Created attachment 541040 [details]
Example of errors and job held

Comment 2 Luigi Toscano 2011-12-05 18:36:32 UTC

Created attachment 541041 [details]
Gridmanager.<user> log for a released job

This is the Gridmanager log for two jobs which where moved to hold because of an error and released (condor_release) afterwards.

Comment 4 Matthew Farrellee 2011-12-05 23:03:33 UTC

EC2's Query API passes back appropriate HTTP error codes, e.g. 401 for AuthFailure, 500 for InternalError. Those codes can be used to determine if the error is fatal (e.g. client presenting invalid credentials) or non-fatal (e.g. internal server error, try again). Fatal errors should result in a job being held, non-fatal should not. The fatal/non determination can either be made in the ec2-gahp of gridmanager, preferred location TBD. ec2-gahp errors are currently ad-hoc.

As for the Hold->Idle->Running, the correct approach is to take the instance down during the *->Hold transition.

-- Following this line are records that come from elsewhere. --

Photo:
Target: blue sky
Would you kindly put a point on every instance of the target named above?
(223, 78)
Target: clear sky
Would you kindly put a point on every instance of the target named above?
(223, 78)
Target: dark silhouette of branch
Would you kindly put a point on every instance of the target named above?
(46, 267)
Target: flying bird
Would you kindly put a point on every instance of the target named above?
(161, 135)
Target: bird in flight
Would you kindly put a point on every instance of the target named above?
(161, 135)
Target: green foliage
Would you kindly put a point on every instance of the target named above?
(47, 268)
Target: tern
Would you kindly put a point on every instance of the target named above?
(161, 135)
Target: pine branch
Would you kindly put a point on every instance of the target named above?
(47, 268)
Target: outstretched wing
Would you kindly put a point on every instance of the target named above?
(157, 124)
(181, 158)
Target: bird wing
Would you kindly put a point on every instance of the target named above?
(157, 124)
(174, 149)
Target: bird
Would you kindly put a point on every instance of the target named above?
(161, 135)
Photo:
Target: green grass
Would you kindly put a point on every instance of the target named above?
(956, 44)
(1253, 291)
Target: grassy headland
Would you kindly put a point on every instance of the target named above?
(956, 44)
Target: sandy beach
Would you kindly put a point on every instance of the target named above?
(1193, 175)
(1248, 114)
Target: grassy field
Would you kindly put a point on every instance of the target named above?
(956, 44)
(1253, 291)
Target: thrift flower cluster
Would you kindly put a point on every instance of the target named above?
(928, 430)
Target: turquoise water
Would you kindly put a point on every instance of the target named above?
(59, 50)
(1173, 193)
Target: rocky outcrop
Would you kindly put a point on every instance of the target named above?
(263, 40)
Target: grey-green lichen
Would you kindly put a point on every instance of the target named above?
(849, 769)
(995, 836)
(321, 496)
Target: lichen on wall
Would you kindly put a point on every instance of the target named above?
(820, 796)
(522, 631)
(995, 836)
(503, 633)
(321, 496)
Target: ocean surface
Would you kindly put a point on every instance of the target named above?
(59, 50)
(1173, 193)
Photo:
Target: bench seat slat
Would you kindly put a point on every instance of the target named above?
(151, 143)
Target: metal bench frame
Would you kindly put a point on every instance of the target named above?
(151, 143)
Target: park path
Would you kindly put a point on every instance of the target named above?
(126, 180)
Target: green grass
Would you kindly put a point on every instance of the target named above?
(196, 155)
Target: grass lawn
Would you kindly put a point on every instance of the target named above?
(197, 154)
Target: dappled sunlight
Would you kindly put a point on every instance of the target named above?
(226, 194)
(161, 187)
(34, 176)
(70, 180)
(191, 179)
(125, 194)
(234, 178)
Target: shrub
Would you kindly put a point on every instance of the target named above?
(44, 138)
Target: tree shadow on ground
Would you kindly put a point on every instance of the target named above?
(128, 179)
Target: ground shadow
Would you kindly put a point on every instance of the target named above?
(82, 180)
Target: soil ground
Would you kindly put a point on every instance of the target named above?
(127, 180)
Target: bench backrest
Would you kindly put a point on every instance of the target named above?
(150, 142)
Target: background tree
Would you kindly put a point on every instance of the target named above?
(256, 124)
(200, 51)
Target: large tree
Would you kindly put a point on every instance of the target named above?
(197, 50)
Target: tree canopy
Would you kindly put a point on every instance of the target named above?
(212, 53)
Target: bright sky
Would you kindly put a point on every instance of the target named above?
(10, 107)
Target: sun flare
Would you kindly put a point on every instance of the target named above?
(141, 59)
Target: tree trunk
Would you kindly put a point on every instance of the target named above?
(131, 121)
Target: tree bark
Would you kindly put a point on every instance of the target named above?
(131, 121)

Comment 7 Timothy St. Clair 2012-03-07 21:25:12 UTC

*** Bug 783713 has been marked as a duplicate of this bug. ***

Comment 18 Anne-Louise Tangring 2016-05-26 19:12:58 UTC

MRG-G is in maintenance only and only customer escalations will be addressed from this point forward. This issue can be re-opened if a customer escalation associated with this issue occurs.